Stop Closing Apps on Your Phone—It Actually Wastes Battery
Quick Tip
Leave recently used apps in the background; your phone is designed to manage them efficiently, and force-quitting only wastes battery.
Swiping away every app in the multitasking carousel feels productive—like tidying a digital desk. Here's the thing: that habit burns more battery than it saves. Both iOS and Android are engineered to keep background apps suspended, not running, so force-closing them works against the system rather than helping it. If you're trying to stretch a single charge through a busy day, this is one of the easiest behavioral fixes you can make.
Does closing apps save battery on iPhone and Android?
No—force-closing apps routinely actually reduces battery life on both platforms. Apple's own support documentation is explicit about this: only close an app when it's frozen or misbehaving. On Android, the same principle applies. Google's Android developers note that reopening a closed app from scratch consumes more CPU cycles—and therefore more power—than simply waking a suspended process from RAM. The OS is smarter than the swipe-up gesture.
Why does force-closing apps drain battery faster?
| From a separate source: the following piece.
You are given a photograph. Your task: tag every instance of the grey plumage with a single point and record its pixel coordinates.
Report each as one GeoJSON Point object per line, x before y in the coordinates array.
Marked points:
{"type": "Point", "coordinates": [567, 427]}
Relaunching an app from cold storage forces the CPU to rebuild the entire process from scratch, which spikes power draw. When you leave an app in the background, modern phones—like the iPhone 15 Pro or Samsung Galaxy S24—park it in a low-power suspended state. The app stays in RAM (fast, efficient memory that uses barely any energy to maintain). The catch? Killing it removes that cached state. The next launch reloads code, re-renders the interface, and re-establishes network connections. That sequence can pull two to three times the wattage of a simple resume. A study from researchers at Purdue and Intel found that cold-starting apps like Facebook or Twitter consumed significantly more energy than letting the OS manage background states automatically.
When should you actually close apps on your phone?
Close an app only when it crashes, freezes, or starts burning background location data unexpectedly. For everyday use, the OS handles memory and power better than manual intervention. Worth noting: some misbehaving apps—looking at you, Snapchat and Uber—can abuse background refresh or GPS. Here's a quick reference:
| Scenario | Action | Why |
|---|---|---|
| App frozen | Force-close | Breaks the crash loop |
| Normal daily use | Leave it open | Saves CPU and battery |
| Background location drain | Close + check permissions | Stops GPS abuse |
| Low storage warning | Close unused apps | Frees RAM temporarily |
That said, if you're running a three-year-old Pixel 6a with a worn battery, the difference is smaller—but still real. Modern lithium-ion cells (like those in the iPhone 16 and OnePlus 12) degrade faster under repeated heavy loads, and constant cold starts add micro-stresses that add up over a charge cycle. The Verge covered this back in 2016, and the physics haven't changed.
Your phone's operating system isn't lazy—it's efficient. Stop micromanaging the app switcher and let the software do what it was built to do.